Distopia

Il termine utopia fu coniato da Thomas More e indica etimologicamente dal greco un “non luogo” ma rimanda anche per assonanza con la pronuncia inglese di termini di origine greca anche al concetto di “buon luogo” con riferimento a un sistema politico, sociale e religioso che non esiste nella realtà ma che viene proposto come modello ideale in contrapposizione alla realtà esistente. More utilizzò questo termine per la sua opera più famosa del 1516, interpretata come una critica alla società del suo tempo attraverso la rappresentazione di un’immaginaria società ideale situata su un’isola fittizia.

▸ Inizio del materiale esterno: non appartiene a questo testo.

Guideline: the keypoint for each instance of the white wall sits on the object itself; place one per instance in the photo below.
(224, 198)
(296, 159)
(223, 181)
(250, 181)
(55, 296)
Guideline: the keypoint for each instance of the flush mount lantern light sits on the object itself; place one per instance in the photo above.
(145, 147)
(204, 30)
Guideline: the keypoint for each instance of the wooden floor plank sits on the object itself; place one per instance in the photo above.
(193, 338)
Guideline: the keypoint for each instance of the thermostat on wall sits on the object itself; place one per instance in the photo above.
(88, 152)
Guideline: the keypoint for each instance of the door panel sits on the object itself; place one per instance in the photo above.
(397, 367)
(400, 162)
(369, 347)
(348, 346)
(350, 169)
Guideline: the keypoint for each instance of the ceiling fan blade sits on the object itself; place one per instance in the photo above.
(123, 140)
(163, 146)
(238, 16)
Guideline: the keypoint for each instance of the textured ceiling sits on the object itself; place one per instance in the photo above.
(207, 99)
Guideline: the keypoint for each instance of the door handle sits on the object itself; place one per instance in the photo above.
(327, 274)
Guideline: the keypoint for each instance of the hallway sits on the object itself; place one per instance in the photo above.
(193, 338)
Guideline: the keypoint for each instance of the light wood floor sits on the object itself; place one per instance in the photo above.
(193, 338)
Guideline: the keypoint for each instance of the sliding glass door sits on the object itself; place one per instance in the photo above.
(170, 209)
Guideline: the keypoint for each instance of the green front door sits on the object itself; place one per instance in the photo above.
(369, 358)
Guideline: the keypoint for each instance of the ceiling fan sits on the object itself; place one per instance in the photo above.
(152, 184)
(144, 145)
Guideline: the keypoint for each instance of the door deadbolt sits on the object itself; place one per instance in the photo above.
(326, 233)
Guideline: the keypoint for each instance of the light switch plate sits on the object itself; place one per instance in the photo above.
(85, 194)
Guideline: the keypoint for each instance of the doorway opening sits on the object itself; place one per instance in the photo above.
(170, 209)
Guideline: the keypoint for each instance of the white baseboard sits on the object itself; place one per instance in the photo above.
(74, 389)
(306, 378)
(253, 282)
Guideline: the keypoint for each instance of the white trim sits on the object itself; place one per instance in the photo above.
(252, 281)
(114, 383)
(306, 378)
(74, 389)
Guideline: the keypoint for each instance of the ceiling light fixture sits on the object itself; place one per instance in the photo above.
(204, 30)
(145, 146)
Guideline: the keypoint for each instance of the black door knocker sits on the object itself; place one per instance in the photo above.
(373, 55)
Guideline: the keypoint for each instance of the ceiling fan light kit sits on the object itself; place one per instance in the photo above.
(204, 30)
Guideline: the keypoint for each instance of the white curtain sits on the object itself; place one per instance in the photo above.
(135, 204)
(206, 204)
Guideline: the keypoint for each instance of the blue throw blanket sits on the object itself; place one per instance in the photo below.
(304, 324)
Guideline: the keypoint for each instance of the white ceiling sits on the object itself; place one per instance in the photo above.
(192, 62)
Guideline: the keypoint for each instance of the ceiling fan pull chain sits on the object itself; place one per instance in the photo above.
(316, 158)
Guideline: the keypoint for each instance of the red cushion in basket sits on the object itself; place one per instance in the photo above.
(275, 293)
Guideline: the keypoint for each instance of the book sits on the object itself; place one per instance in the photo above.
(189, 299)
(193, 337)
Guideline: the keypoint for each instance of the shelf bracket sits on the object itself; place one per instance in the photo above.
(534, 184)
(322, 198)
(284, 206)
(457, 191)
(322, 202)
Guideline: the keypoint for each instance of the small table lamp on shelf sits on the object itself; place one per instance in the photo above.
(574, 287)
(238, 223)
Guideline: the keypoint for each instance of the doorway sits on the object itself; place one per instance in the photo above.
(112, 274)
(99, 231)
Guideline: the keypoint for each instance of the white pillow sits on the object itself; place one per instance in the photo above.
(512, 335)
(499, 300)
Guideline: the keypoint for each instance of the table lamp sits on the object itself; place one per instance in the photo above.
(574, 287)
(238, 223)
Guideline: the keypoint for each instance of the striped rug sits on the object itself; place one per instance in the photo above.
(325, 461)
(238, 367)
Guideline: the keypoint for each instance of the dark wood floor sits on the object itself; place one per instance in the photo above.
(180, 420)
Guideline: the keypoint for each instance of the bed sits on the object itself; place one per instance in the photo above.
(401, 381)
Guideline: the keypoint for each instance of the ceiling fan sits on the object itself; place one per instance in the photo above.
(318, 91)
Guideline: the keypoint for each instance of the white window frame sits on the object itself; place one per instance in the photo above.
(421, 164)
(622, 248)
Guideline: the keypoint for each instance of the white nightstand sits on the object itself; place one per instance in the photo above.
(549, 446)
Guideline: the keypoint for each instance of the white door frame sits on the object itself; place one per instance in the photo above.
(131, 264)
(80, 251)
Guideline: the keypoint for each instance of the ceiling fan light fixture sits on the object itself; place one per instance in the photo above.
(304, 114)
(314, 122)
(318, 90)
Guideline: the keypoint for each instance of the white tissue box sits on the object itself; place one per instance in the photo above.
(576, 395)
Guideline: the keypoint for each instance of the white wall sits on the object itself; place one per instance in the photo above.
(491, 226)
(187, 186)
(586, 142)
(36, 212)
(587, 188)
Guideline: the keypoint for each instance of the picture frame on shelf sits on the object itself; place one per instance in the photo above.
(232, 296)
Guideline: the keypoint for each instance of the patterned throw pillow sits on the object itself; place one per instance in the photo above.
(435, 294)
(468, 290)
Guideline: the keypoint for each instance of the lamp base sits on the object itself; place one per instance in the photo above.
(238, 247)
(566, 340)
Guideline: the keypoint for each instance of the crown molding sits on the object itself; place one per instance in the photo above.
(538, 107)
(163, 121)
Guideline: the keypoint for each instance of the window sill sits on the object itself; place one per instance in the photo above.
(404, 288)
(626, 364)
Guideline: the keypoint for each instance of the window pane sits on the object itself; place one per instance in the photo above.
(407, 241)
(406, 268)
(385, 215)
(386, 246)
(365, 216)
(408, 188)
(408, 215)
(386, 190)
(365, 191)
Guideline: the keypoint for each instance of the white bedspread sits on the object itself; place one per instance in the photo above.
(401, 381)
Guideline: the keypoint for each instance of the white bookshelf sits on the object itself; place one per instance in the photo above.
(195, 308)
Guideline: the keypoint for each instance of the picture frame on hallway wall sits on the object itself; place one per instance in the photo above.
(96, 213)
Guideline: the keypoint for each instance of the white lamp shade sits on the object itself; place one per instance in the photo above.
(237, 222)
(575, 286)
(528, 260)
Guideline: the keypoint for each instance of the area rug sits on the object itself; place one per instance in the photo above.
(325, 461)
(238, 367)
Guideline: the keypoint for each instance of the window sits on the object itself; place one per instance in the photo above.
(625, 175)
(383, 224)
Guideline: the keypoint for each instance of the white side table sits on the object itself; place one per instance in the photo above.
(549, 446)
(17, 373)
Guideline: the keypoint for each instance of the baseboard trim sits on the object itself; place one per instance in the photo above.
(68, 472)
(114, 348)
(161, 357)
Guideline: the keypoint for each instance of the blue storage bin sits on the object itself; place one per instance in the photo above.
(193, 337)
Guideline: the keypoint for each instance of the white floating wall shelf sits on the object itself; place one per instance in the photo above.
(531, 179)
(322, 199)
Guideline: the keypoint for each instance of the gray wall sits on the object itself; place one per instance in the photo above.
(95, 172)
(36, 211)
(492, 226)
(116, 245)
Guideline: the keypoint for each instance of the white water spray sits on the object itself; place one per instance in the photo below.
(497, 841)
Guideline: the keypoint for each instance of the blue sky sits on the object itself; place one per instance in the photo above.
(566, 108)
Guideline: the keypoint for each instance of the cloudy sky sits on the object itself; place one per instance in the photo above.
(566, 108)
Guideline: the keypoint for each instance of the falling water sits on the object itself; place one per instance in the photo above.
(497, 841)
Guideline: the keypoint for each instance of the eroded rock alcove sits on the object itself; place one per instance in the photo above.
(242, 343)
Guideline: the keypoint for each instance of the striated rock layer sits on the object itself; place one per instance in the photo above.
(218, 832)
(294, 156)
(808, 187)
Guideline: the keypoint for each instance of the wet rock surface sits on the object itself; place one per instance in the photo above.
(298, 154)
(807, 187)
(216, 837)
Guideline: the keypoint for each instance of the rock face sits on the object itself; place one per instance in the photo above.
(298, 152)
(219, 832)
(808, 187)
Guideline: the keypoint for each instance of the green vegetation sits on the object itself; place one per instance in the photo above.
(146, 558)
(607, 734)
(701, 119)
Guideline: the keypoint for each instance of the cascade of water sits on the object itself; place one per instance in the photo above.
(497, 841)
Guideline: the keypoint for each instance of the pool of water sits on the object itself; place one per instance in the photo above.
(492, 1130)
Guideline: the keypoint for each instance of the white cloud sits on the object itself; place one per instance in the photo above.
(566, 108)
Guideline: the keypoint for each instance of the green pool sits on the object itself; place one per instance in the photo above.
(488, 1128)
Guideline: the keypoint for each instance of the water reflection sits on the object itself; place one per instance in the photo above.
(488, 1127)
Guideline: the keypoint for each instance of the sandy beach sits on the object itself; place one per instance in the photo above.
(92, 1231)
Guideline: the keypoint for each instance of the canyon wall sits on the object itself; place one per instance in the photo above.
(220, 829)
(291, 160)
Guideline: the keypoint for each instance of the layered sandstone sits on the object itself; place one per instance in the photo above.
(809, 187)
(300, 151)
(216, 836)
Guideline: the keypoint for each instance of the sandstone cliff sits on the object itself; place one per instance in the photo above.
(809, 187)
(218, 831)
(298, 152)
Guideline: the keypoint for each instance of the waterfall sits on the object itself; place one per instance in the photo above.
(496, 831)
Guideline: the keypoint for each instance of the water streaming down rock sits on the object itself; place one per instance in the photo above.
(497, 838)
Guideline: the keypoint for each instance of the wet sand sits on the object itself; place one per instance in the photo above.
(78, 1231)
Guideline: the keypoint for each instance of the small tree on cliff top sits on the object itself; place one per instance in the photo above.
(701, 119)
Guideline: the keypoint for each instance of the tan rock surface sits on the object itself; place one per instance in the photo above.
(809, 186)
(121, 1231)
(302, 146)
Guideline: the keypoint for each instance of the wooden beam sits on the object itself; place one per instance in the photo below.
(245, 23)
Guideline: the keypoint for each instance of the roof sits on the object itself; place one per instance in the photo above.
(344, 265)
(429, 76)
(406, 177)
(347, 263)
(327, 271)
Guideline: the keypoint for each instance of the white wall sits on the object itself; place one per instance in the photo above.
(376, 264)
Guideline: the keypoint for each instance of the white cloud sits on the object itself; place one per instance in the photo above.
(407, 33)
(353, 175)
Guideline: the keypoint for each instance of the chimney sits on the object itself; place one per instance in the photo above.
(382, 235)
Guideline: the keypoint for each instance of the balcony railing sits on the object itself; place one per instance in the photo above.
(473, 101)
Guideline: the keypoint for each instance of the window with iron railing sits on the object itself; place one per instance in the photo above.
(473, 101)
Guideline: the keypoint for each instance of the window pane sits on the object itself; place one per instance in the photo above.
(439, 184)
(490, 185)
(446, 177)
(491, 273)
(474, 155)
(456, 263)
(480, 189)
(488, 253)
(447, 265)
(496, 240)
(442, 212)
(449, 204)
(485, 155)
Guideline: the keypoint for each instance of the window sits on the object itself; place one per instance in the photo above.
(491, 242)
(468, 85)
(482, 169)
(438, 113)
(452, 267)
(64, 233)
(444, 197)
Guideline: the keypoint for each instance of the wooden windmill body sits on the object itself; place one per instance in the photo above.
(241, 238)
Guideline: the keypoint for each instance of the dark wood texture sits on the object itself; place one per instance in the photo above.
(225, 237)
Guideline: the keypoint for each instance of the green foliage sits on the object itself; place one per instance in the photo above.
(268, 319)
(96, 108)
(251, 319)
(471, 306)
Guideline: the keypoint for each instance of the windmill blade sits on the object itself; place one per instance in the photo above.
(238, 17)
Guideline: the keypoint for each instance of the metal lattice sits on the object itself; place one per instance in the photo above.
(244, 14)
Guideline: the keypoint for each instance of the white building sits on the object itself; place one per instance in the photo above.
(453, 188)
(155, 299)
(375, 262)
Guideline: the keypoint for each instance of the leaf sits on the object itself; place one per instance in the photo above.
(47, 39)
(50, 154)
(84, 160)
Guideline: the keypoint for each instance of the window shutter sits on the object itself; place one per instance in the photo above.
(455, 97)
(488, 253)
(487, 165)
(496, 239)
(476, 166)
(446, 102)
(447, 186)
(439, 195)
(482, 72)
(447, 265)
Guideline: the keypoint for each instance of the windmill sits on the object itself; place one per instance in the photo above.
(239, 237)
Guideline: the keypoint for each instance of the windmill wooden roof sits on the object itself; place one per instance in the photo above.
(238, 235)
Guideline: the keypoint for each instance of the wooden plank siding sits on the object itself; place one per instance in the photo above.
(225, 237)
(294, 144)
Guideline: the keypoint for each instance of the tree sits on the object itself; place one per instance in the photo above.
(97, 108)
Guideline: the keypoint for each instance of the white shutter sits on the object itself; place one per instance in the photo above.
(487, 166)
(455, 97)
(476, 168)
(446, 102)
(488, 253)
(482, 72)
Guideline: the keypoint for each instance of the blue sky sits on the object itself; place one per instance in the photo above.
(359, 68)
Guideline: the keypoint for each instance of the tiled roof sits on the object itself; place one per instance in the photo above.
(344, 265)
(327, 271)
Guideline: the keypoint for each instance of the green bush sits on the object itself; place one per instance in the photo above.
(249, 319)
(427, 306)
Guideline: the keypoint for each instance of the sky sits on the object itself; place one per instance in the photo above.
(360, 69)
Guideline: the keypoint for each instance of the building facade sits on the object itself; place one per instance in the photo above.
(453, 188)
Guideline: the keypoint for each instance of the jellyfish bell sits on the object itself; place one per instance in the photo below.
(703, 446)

https://www.lafeltrinelli.it/utopia-libro-tommaso-moro/e/9788807902260

Il termine distopia fu invece coniato dal filosofo John Stuart Mill che lo utilizzò durante una seduta del Parlamento inglese nel 1868 sul calco dell’etimologia greca di utopia per indicare un’antiutopia, con rifermento a una società del futuro in cui lo sviluppo di tendenze negative del presente proietta l’esistenza di un “cattivo luogo” di una società dispotica e opprimente. La cultura inglese aveva del resto prodotto riflessioni filosofiche e letterarie che ipotizzavano o quantomeno paventavano sbocchi apocalittici della civiltà umana come le opere di Swift e di Malthus testimoniano.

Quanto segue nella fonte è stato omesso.